I R M A .LA D O U C E
I
O rádio relógio a despertou, Angela Maria e o eterno "Babalu", péssimo para uma segunda feira...apertou o botão, silêncio de novo , garrafa vazia do Forrestier em cima da mesa parecia ameaçá - la...só bebendo pra agüentar preciso manerar...no relógio sete horas...daqui pouco ele tá aqui, fim de semana com a mulher e vem esvaziar aqui...Luiz, cliente regular, sempre as segundas cedo, uma rapidinha antes do batente...com ele nem preciso fingir...Irma levantou - se, dormia despida, olhou - se no espelho, segurou os seios na palma da mão...grandes demais, mas eles gostam...o delegado aposentado, não aborrecia..."mamãe, mamãe eu quero" ...e mais nada, deixava o dinheiro e saía cabisbaixo...Jorginho, Jorginho, que saudade sua... banho, cremes, escovada nos dentes, shorte , blusa decotada...a freguesia gosta, facilita, meio caminho andado...arrumou a cama, colocou uma colcha amarela...é a da "batalha", lençol limpo só pro Jorginho...jogou a garrafa vazia no lixo, abriu as cortinas, um copo com água atrás da porta, ramo de arruda num prego acima do olho mágico, rezou o terço, ajeitou o cabelo, ligou o som, Roberto Carlos, fita pornô no vídeo, a campainha tocou...
II
Chegara de Aracaju, babá de gente abonada, o namorado estudante de medicina, fez o serviço e sumiu...caíra na vida pelas mãos do Gonçalves, entrara na "escuderia" do Fernandinho... JK, Bloch e outros figurões fregueses... afastada do proxeneta criara sua própria clientela, quarto e sala comprado em Copa, um Fusca na garagem, jóias no cofre...as vezes saudades batiam, pai capataz de fazenda, irmã professora, fazia anos que não os via...volto qualquer dia, compro casa na Atalaia, levo Jorginho, largo tudo...por que não dão aposentadoria pra gente?...o que fazia era trabalho...quem trepa de graça é puta, sou mulher dama...sorriu, Maurício, sujeito distinto..."minha concubina, minha gueisha, minha cortesã..."falara na hora de... escrevera as três palavras num pedaço de papel, o guardava entre as páginas da Bíblia, vez ou outra dava uma olhada, o dia parecia melhor depois...mas mulher dama é como gosto, ensino ele me chamar assim, do jeito do nordestino, Jorginho amor, sou tua mulher dama...

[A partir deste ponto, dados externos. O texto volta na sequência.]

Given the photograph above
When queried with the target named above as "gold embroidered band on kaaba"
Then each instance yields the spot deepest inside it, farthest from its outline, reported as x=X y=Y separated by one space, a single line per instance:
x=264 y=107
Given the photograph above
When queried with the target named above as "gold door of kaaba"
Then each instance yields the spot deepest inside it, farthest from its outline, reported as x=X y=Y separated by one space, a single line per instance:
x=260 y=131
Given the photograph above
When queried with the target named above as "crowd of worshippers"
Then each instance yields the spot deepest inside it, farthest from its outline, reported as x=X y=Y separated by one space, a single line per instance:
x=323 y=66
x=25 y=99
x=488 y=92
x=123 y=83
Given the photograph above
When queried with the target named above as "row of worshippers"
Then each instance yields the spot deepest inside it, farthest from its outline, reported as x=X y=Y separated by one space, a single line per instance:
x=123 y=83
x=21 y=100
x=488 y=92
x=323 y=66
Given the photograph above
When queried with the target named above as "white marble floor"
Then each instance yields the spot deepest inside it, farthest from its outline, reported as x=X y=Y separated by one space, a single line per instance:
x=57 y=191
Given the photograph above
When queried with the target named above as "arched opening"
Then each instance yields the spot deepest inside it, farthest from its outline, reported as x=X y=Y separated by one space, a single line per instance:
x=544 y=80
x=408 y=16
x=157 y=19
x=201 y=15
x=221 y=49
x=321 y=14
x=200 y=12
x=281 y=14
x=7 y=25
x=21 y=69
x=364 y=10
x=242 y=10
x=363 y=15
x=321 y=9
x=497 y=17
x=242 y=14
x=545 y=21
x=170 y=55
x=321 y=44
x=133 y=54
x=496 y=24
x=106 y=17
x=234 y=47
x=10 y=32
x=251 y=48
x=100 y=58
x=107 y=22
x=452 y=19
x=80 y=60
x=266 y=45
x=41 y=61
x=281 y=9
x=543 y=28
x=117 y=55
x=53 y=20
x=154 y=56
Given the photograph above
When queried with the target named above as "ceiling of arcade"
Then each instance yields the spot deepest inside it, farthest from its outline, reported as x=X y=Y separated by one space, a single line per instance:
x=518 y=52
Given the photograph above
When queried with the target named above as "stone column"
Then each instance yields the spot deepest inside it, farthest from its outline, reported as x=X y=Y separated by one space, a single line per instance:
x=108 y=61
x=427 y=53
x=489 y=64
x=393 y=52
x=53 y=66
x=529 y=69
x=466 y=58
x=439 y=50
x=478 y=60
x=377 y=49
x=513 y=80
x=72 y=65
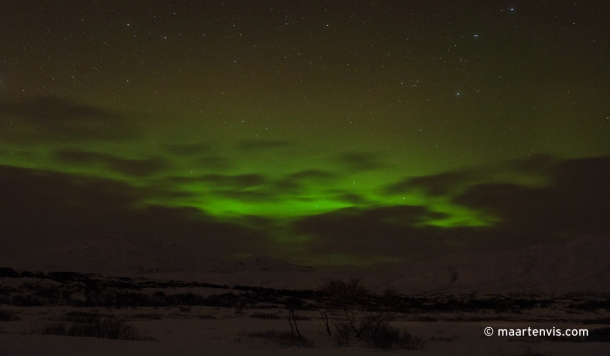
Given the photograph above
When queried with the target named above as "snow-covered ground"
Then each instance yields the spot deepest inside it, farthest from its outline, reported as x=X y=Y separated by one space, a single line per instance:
x=223 y=331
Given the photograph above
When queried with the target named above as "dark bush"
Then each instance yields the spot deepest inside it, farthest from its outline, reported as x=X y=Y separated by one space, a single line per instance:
x=284 y=339
x=8 y=315
x=106 y=328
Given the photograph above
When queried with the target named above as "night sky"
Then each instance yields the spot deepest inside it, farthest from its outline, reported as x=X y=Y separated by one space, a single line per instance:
x=319 y=132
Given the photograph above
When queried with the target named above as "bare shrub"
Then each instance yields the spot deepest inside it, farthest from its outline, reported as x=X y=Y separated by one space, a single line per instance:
x=284 y=339
x=8 y=315
x=106 y=328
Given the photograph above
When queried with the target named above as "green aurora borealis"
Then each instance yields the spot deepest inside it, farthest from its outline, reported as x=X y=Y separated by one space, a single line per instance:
x=317 y=132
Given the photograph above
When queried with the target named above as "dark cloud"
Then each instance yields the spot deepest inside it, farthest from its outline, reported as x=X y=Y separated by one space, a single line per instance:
x=46 y=118
x=438 y=184
x=41 y=210
x=213 y=163
x=261 y=145
x=189 y=150
x=360 y=161
x=312 y=175
x=130 y=167
x=538 y=163
x=385 y=231
x=242 y=181
x=575 y=203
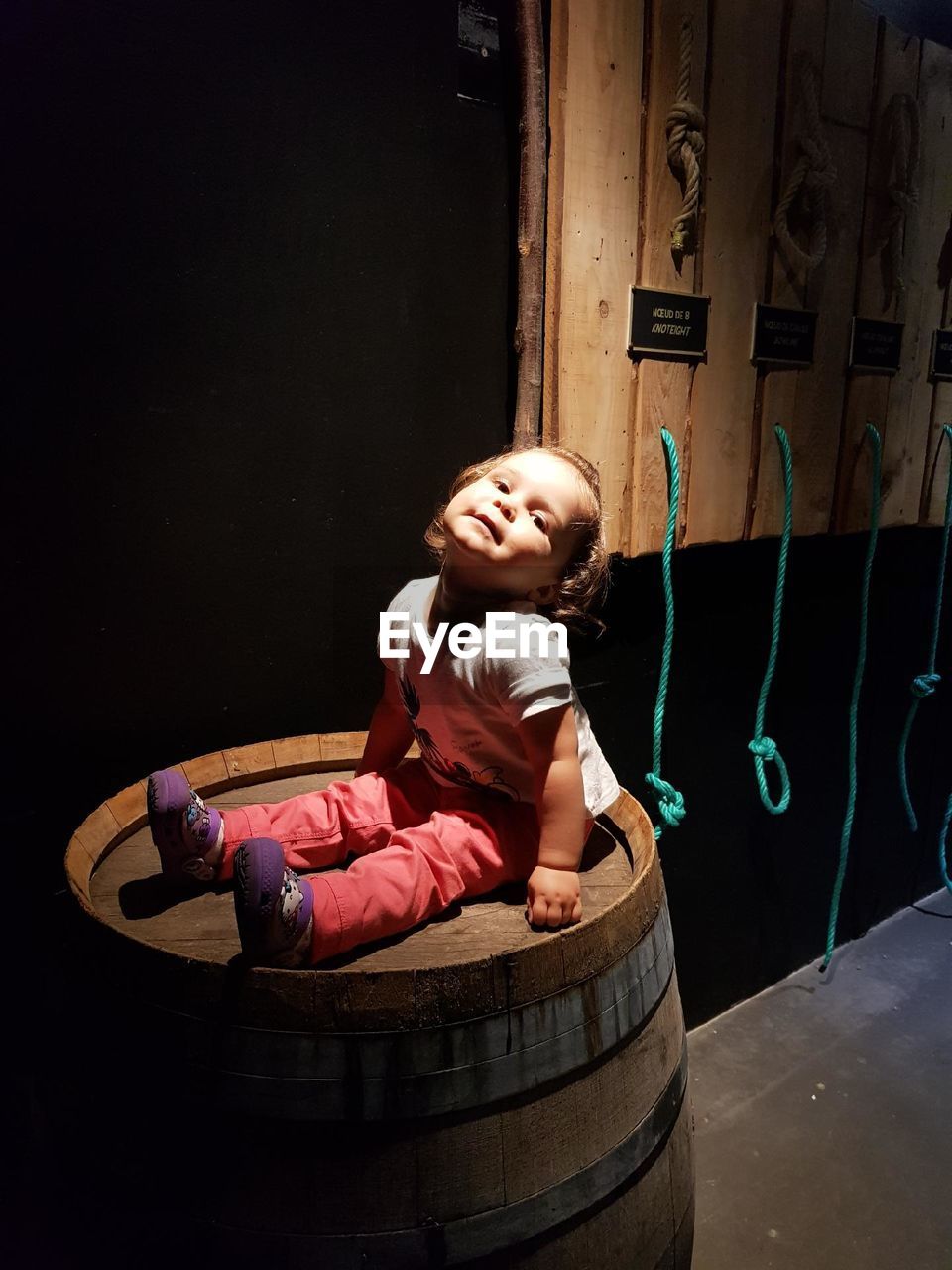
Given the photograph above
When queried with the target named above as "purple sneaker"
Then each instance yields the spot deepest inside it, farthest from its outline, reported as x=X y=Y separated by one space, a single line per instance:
x=182 y=828
x=272 y=905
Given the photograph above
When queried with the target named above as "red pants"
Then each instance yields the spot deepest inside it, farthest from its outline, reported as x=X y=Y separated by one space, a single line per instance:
x=419 y=847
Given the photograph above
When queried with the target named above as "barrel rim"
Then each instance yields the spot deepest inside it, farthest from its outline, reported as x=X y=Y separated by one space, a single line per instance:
x=125 y=813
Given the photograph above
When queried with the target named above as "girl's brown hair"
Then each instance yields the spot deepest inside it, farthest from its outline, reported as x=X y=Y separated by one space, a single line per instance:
x=585 y=575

...era agradecida ao Gonçalves, malandro da noite, da alta mas malandro, não tinha preconceito, levara ela ás boate chiques, restaurantes da moda, ele sabia tudo, ensinara - lhe as boas maneiras, bons modos, como segurar talheres, comer com elegância, encheu seu armário com roupas caras...faz isso, faz aquilo, dizia, até professora para que falasse direito arrumara, lhe era grata...sorriu...uma tarde inteira ensinando..." é assim, presta atenção, pulinhos entremeados com ligeiro gemido, sem exagero, unhadas delicadas nas costas, uns tapas se o cara pedir, nunca, mas nunca beijos, ouviu? acaba gamando, sentindo prazer, não pode..." , sentira uma vez, com o velho deputado impotente, mas ele sabia das coisas...ensino ao Jorginho...tenho vergonha...Irma, nome de guerra escolhido por Gonçalves..." Maria Luiza não dá, Irma la Douce, Shirley McLane interpretou no cinema, tá aí, Irma..."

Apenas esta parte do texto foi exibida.